Neil Sarkar, associate professor of health services, policy and practice, explained that health care providers must be licensed in the state in which the individuals they provide care for reside. “It’s not allowable generally to have a provider … be able to provide care to an individual in another state,” he said.

He added that the same rule applies for providers prescribing medications. Britto wrote that CAPS psychiatrists have conversations with students about how to access medications remotely.

Universities have their own health care facilities independent of “other parts of the healthcare system,” Sarkar said. He added that although the University is unable to provide care over state lines, the University still takes responsibility for students’ health even when recommending students to outside providers. 

“The responsibility falls on the University to take care of individuals when they’re in a … transition period,” he said.

Britto acknowledged that while it can be challenging to “(establish) a rapport and (build) trust” with new clinicians, it can be beneficial for students to connect with local providers and form “a relationship that endures longer” than their undergraduate years.

Other resources for remote students include calling CAPS on Demand, a 24/7 telephone line available to students, reaching therapists through Zencare, and contacting their insurance companies for local therapists, Britto wrote. She added that international students can use International SOS, a counseling support hotline, to access “international local care.”

CAPS has also advertised support groups through Today@Brown and has continued to update its website for students, Britto noted. She said that CAPS is exploring “new collaborative relationships” with the Graduate School and maintaining relationships with Global Brown and Student Accessibility Services.
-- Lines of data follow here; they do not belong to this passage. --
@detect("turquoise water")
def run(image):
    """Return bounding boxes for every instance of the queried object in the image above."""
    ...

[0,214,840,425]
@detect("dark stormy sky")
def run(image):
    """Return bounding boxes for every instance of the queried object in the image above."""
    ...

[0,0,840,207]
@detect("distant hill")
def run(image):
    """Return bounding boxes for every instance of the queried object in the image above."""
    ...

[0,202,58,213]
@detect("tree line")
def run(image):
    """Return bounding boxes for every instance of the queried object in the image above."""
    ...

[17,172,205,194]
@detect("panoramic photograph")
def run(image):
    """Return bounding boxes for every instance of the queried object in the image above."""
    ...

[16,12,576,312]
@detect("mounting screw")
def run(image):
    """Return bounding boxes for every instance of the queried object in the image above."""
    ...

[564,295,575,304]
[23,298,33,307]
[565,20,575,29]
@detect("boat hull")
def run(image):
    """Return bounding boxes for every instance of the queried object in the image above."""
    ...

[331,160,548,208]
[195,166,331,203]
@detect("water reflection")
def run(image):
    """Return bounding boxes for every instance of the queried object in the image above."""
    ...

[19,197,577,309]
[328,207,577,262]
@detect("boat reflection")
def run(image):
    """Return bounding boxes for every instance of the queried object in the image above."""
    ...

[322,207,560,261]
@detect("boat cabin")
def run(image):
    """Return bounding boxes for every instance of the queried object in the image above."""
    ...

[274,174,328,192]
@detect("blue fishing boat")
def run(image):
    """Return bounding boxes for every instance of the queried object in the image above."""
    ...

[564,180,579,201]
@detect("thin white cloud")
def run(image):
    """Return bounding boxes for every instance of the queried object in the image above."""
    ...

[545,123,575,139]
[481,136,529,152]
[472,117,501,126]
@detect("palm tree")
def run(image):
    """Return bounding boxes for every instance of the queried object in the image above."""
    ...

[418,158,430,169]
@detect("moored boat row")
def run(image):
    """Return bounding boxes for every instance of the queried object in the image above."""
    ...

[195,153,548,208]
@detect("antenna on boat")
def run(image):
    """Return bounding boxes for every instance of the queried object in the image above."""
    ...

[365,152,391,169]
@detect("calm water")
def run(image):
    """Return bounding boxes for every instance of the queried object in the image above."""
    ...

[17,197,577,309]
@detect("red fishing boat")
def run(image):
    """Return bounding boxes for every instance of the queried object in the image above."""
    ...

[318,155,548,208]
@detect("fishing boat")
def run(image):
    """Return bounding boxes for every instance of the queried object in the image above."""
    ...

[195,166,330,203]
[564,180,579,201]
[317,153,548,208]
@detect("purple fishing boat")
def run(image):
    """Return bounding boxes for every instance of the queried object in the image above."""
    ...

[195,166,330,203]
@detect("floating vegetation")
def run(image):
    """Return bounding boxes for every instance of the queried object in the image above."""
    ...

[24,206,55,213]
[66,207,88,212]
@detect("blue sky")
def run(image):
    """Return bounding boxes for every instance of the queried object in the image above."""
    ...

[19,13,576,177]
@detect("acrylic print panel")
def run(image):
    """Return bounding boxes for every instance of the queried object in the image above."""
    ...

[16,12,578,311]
Silver Mckie ’22, co-coordinator of the University’s Project Let’s Erase the Stigma chapter, explained that Project LETS provides an alternative to the mental health care system. They said the student group consists of peer mental health advocates who are trained in general mental health support and are matched with students who request a PMHA. “It’s (a) way of community coming together and supporting each other,” they added.
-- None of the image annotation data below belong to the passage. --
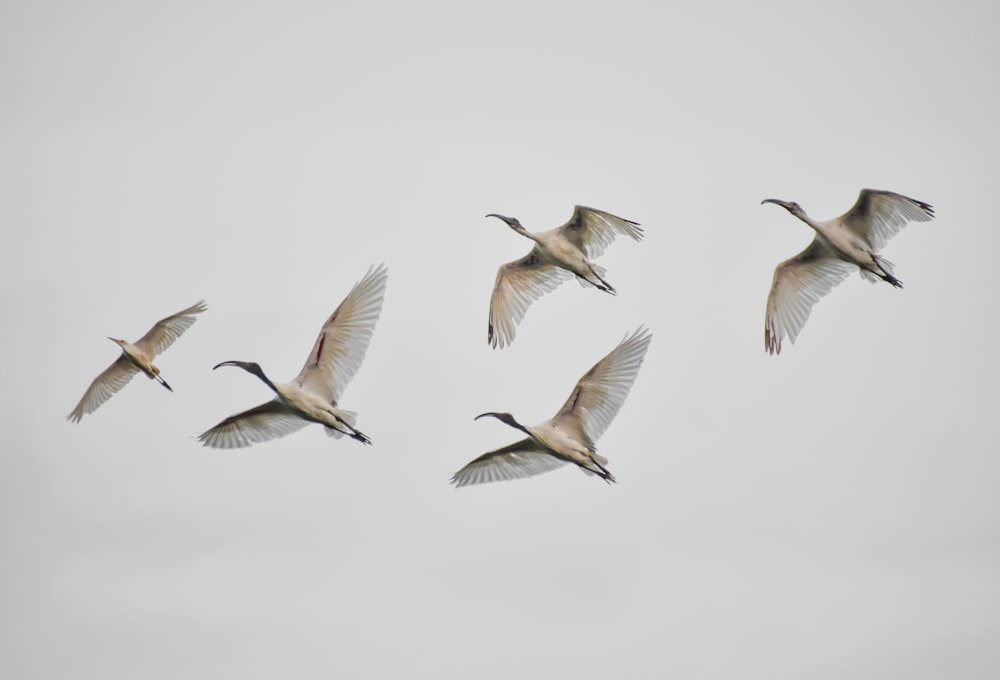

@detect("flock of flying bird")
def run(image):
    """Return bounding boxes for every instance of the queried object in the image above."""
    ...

[67,189,934,487]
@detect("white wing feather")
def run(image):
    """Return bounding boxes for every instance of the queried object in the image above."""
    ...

[198,398,309,449]
[295,265,389,404]
[764,239,857,354]
[487,254,573,349]
[551,326,653,448]
[135,300,208,357]
[66,354,139,423]
[840,189,934,252]
[451,437,567,487]
[559,205,643,259]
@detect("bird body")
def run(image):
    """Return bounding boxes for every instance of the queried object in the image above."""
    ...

[487,205,643,348]
[199,266,388,448]
[451,328,653,487]
[66,300,208,423]
[761,189,934,354]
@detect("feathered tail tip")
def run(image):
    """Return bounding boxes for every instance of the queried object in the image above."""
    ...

[576,263,618,295]
[861,255,903,288]
[323,409,372,445]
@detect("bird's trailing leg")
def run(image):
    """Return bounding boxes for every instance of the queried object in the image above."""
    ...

[581,458,618,484]
[872,255,903,288]
[334,415,372,445]
[584,265,618,295]
[149,373,174,392]
[348,430,372,446]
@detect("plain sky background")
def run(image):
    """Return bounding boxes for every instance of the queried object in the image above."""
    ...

[0,0,1000,678]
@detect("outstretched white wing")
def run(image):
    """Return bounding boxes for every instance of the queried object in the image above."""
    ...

[295,265,389,404]
[451,437,567,487]
[198,398,309,449]
[764,239,857,354]
[66,354,139,423]
[840,189,934,252]
[135,300,208,357]
[559,205,643,259]
[487,252,573,349]
[551,326,653,449]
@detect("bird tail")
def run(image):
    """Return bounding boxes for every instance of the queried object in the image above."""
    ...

[578,451,618,484]
[325,409,358,439]
[324,409,372,444]
[861,254,903,288]
[576,264,618,295]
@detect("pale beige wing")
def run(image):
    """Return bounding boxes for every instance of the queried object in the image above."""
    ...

[66,354,139,423]
[551,326,653,449]
[451,437,567,487]
[135,300,208,357]
[295,265,389,404]
[559,205,643,259]
[840,189,934,252]
[764,239,857,354]
[198,398,309,449]
[486,247,573,349]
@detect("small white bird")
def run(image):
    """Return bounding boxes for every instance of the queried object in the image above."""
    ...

[761,189,934,354]
[451,326,653,487]
[487,205,643,349]
[66,300,208,423]
[198,265,388,449]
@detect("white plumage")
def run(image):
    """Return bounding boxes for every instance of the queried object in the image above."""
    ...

[487,205,643,348]
[66,300,208,423]
[199,265,388,449]
[762,189,934,354]
[451,327,653,486]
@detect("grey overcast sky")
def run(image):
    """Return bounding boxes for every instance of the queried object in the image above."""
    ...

[0,0,1000,679]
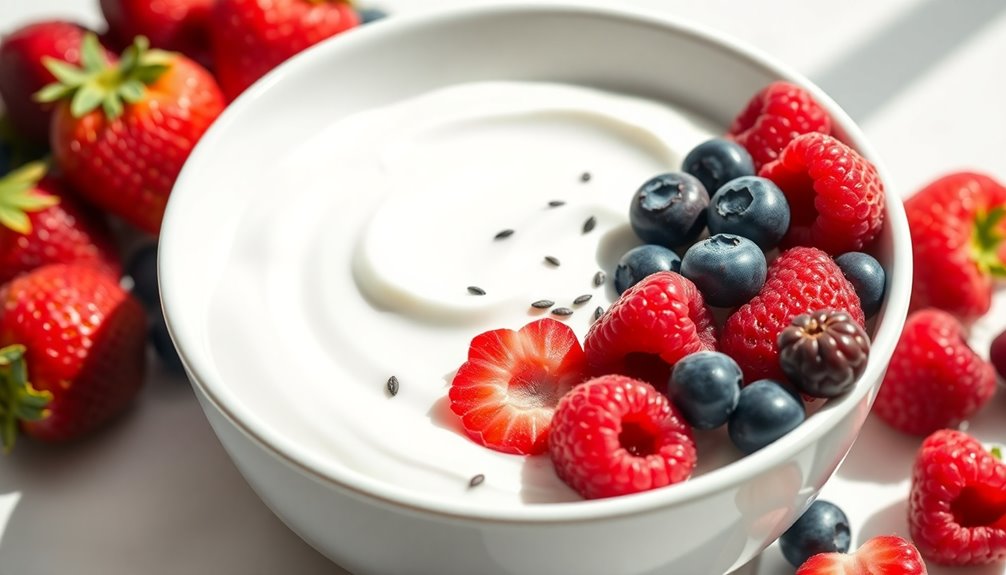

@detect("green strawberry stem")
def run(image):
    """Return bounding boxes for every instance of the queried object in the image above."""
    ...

[35,33,174,120]
[971,205,1006,277]
[0,344,52,453]
[0,162,59,233]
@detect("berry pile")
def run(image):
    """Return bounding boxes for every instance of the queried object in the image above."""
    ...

[450,82,886,499]
[0,0,382,448]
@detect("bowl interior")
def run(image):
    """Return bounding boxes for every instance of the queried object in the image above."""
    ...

[159,1,910,520]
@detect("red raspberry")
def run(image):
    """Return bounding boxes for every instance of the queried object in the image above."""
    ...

[873,309,996,435]
[904,172,1006,322]
[583,271,716,387]
[719,247,866,382]
[728,81,831,170]
[908,429,1006,565]
[449,318,584,455]
[759,134,884,255]
[796,535,928,575]
[548,375,696,499]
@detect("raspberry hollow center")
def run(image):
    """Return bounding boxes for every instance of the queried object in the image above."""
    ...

[619,419,657,457]
[950,486,1006,529]
[507,366,559,409]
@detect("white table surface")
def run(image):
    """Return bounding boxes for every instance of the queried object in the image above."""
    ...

[0,0,1006,575]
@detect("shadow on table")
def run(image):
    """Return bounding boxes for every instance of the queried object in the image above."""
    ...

[813,0,1006,123]
[0,369,344,575]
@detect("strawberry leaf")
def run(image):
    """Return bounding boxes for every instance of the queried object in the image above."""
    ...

[0,345,52,453]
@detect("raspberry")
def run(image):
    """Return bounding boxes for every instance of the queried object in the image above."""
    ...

[719,247,866,382]
[728,81,831,170]
[759,134,884,255]
[873,309,996,435]
[904,172,1006,322]
[583,271,716,387]
[908,429,1006,565]
[548,375,696,499]
[449,318,584,454]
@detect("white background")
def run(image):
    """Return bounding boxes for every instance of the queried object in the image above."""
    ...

[0,0,1006,575]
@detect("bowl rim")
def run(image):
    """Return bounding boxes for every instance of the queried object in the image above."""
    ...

[158,0,912,524]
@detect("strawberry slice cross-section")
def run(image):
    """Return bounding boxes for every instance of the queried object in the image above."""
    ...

[450,318,586,455]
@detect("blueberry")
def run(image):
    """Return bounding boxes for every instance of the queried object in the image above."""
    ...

Mckie said that because Project LETS is a national nonprofit and a community care group, there are different regulations set by Rhode Island mental health laws which allow PMHAs to connect with students in other states.

Project LETS has seen a slight increase in requests for PMHAs since the pandemic, Mckie said. They added that the organization has also seen requests from remote students who cannot access CAPS psychologists.
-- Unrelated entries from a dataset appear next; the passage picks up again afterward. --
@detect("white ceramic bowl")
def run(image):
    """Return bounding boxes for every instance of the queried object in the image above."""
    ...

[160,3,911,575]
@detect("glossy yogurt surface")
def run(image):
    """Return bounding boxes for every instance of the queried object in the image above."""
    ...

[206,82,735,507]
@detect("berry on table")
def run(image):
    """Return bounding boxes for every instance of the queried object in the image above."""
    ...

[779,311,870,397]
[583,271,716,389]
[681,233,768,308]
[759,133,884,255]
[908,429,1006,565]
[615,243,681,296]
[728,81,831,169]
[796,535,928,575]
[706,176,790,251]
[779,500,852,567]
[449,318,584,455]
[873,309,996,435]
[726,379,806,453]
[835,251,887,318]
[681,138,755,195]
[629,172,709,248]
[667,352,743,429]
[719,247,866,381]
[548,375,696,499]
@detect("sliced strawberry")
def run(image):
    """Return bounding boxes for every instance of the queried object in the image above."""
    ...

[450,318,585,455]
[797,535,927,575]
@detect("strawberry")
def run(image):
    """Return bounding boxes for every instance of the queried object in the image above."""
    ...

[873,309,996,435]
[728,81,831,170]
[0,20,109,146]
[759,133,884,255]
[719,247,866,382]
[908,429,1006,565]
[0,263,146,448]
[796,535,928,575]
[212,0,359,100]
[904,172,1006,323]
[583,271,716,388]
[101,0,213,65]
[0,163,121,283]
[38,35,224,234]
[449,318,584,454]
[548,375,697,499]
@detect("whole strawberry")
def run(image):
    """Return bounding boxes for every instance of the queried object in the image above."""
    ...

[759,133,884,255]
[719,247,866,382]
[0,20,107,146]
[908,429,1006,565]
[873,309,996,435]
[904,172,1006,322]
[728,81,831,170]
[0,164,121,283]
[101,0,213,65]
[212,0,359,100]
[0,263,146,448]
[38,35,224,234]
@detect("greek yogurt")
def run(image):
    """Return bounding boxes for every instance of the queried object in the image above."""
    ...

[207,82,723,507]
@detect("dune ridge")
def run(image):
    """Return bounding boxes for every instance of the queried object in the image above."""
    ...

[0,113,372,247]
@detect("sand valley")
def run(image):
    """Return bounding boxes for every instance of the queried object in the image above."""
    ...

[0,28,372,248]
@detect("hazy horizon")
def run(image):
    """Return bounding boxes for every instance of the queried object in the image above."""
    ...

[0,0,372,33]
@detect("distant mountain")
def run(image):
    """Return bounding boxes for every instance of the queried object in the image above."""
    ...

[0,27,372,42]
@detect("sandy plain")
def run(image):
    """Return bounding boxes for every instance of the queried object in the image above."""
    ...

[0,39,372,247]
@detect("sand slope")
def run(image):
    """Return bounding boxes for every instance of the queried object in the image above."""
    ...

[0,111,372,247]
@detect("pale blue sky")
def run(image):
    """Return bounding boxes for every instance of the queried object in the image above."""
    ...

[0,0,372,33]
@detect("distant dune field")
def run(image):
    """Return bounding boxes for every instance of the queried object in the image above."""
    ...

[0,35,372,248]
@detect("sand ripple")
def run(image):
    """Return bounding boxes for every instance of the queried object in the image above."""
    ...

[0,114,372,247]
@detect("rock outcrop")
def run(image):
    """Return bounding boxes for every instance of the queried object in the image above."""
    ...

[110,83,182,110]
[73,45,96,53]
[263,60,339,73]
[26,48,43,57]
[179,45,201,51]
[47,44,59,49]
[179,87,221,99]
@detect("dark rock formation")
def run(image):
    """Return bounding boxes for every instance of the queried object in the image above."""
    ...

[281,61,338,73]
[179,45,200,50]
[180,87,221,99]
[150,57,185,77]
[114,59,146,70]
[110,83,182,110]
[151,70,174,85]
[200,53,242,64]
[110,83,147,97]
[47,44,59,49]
But Mckie added that PMHAs have had “less capacity” to take on new students as “everyone is feeling the effects of COVID.” 

For students on campus, CAPS has been using a telehealth approach, Britto wrote. According to Sarkar, telehealth is the delivery of health care through electronic means. Britto added that CAPS has been using a feature on Zoom which is HIPAA-compliant.  

Sarkar said that telehealth has been helpful during the pandemic since there are “restrictions in the community,” but he believes that “there are certain things in (a) mental health visit that need to be done in person,” such as emergency crises.